Of course the men had the best of food that money could obtain and previous experience suggest, and the chiefs of all parties were required to strictly enforce certain sanitary regulations in regard to coffee in the morning, a thorough bath and dose of spirits on returning from work, and mosquito bars and dry sleeping suits at night; yet the climate must be held principally responsible for a sanitary result which I believe could not be excelled in any temperate zone city, with the same number of men, doing the same arduous work under conditions of equal exposure.

The forests everywhere abound in game and every party which included in its personnel a good rifle-shot was sure of a constant supply of wild pig, turkey, quail and grouse, varied by an occasional deer, all obtained in the ordinary work of reconnoissance and surveying. For the men's table there was abundance of monkey, iguana and macaw.

Parties in the lower valleys of the various streams had no trouble in adding two or three varieties of very toothsome fish to their bill of fare, though these fish were rarely caught with the hook, but usually shot, or knifed by an alert native, as they basked in the shallows. These parties also obtained occasionally a danta (tapir) or a manatee.

On the river it was possible to obtain a fine string of fish with hook and line, then there was the huge tarpon to be had for the spearing, and fish pots sunk in suitable places were sure to yield a mess of fresh water lobsters. Ducks were also occasionally shot.

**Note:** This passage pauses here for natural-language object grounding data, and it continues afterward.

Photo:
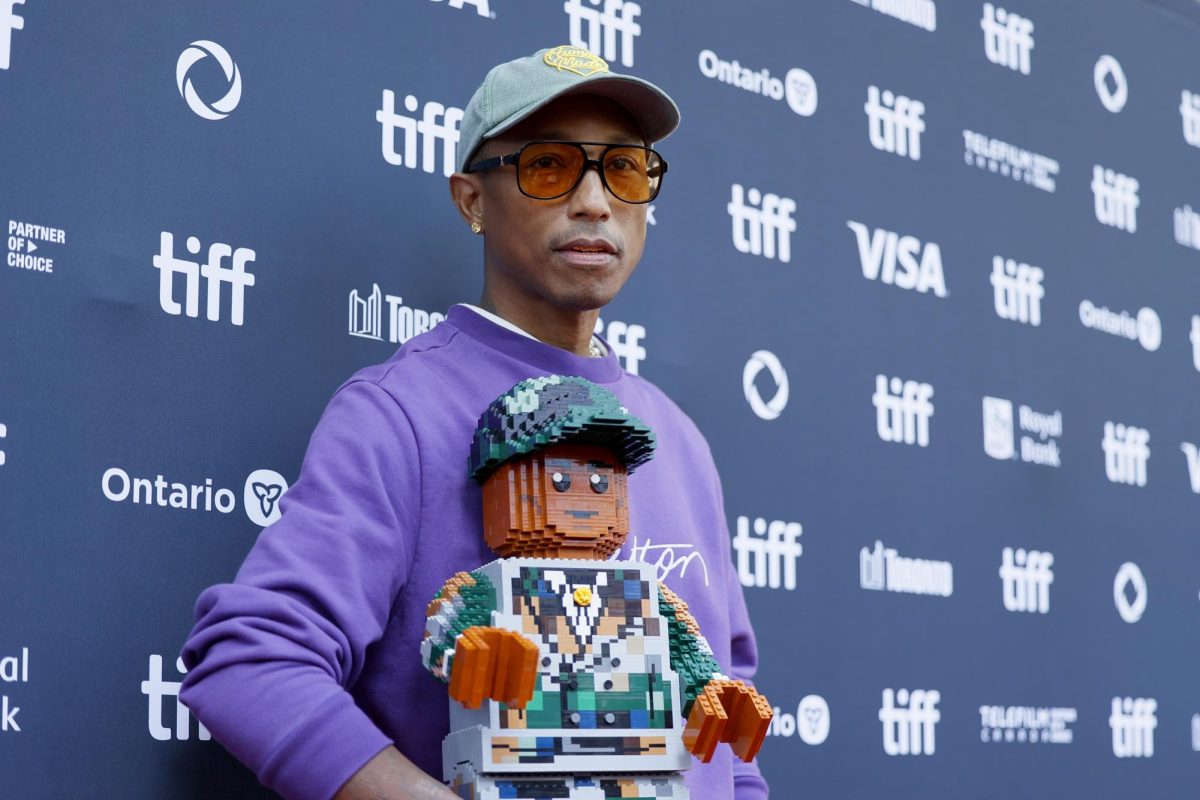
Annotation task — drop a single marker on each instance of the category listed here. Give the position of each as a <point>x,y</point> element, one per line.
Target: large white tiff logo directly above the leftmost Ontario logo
<point>212,272</point>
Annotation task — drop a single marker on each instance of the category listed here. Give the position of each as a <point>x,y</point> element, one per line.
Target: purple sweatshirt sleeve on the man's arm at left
<point>273,654</point>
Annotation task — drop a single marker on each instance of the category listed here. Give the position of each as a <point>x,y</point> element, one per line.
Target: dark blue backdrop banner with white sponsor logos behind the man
<point>925,273</point>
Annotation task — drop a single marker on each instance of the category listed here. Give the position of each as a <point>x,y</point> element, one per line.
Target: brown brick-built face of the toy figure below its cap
<point>565,502</point>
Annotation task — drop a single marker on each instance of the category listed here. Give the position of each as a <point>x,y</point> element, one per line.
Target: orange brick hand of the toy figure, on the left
<point>494,663</point>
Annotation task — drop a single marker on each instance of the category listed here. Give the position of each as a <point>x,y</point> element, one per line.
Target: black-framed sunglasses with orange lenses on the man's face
<point>551,170</point>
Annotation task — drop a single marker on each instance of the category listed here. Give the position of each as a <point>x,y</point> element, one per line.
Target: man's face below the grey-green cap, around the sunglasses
<point>572,254</point>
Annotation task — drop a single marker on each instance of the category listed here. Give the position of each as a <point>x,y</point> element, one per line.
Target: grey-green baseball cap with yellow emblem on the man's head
<point>514,91</point>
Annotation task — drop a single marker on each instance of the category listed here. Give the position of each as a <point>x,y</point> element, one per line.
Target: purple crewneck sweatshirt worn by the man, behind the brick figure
<point>309,664</point>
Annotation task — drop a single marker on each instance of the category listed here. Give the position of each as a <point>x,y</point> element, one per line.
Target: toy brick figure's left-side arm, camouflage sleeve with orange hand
<point>478,661</point>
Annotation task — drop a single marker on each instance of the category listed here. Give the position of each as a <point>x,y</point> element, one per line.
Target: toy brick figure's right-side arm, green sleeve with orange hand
<point>717,708</point>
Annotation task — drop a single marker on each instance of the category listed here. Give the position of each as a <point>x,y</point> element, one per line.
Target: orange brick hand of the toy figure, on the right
<point>728,711</point>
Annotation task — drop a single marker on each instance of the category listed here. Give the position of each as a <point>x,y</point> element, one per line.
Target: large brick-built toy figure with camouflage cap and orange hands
<point>572,676</point>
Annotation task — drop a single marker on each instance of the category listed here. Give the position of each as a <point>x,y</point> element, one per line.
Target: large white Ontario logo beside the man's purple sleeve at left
<point>261,494</point>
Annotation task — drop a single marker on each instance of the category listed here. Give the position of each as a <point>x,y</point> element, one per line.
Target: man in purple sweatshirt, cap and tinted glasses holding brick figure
<point>308,667</point>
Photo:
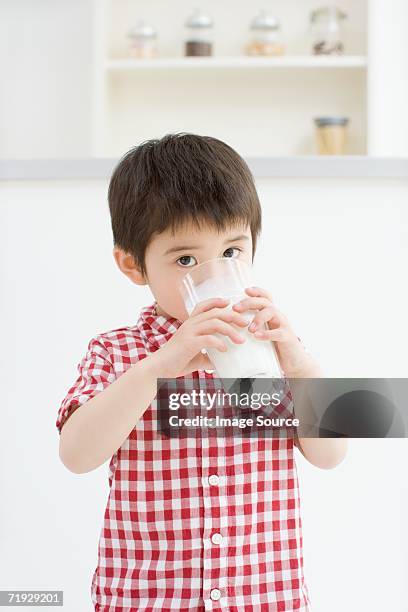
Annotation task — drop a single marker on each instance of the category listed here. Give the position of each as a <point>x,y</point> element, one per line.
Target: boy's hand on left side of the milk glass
<point>182,353</point>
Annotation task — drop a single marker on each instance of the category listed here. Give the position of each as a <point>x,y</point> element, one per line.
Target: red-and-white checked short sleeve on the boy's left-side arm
<point>95,373</point>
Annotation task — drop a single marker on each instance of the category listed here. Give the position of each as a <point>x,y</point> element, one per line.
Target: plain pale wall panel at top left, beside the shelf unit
<point>46,77</point>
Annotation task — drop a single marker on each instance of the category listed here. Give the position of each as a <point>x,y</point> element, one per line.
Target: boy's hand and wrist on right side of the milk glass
<point>293,358</point>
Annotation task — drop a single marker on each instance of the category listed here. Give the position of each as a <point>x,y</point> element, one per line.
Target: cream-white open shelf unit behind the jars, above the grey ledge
<point>261,106</point>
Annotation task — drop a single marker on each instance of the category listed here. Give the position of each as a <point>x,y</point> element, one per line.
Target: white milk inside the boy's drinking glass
<point>253,358</point>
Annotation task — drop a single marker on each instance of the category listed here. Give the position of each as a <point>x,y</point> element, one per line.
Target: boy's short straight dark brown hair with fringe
<point>180,178</point>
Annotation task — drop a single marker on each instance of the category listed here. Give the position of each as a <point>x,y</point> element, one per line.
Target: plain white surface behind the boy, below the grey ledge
<point>333,254</point>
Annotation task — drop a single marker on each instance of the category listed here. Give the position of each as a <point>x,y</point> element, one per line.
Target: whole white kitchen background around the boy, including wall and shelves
<point>333,252</point>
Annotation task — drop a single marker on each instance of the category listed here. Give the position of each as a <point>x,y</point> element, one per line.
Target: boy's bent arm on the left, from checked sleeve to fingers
<point>90,435</point>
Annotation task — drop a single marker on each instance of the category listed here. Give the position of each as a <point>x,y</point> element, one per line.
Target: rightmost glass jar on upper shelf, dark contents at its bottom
<point>327,31</point>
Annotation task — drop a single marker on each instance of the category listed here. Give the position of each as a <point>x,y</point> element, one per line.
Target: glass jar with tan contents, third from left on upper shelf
<point>266,38</point>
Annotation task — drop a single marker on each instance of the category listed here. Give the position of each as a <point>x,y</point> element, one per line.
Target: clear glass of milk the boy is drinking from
<point>227,278</point>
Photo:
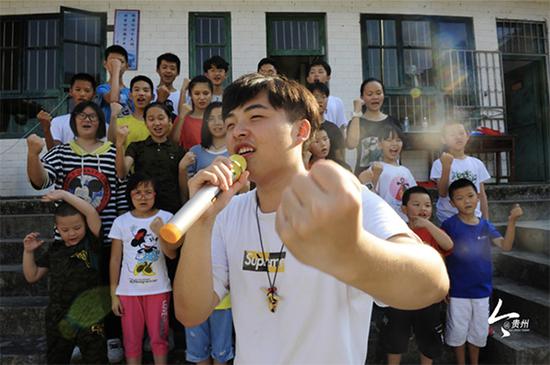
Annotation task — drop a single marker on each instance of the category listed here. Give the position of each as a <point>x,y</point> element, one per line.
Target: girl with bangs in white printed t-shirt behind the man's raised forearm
<point>387,177</point>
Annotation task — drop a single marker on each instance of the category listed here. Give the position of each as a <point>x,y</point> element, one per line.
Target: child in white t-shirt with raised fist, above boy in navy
<point>454,165</point>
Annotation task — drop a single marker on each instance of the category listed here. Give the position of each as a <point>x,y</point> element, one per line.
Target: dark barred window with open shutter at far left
<point>38,56</point>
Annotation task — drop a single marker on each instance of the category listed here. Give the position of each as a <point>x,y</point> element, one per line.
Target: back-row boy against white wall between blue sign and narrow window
<point>168,68</point>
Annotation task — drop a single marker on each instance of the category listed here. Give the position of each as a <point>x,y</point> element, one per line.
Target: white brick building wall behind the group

The forms of life are even more numerous in the vegetable than in the animal kingdom. The effect of these wonderful forests is indescribable, and though many writers have essayed a description, I have yet to see one that does the subject justice. Only a simple enumeration of component parts will be attempted here. First comes the grand body of the forest, huge almendro, havilan, guachipilin, cortez, cedar, cottonwood, palo de leche trees, and others rising one hundred and fifty or two hundred feet into the scintillant sunshine. The entire foliage of these trees is at the top and their great trunks reaching up for a hundred feet or more without a branch offer a wonderful variety of studies in types of column. Some rise straight and smooth, and true, others sen d out thin deep buttresses, and others look like the muscle-knotted fore-arm of a Titan, with gnarled fingers griping the ground in their wide grasp.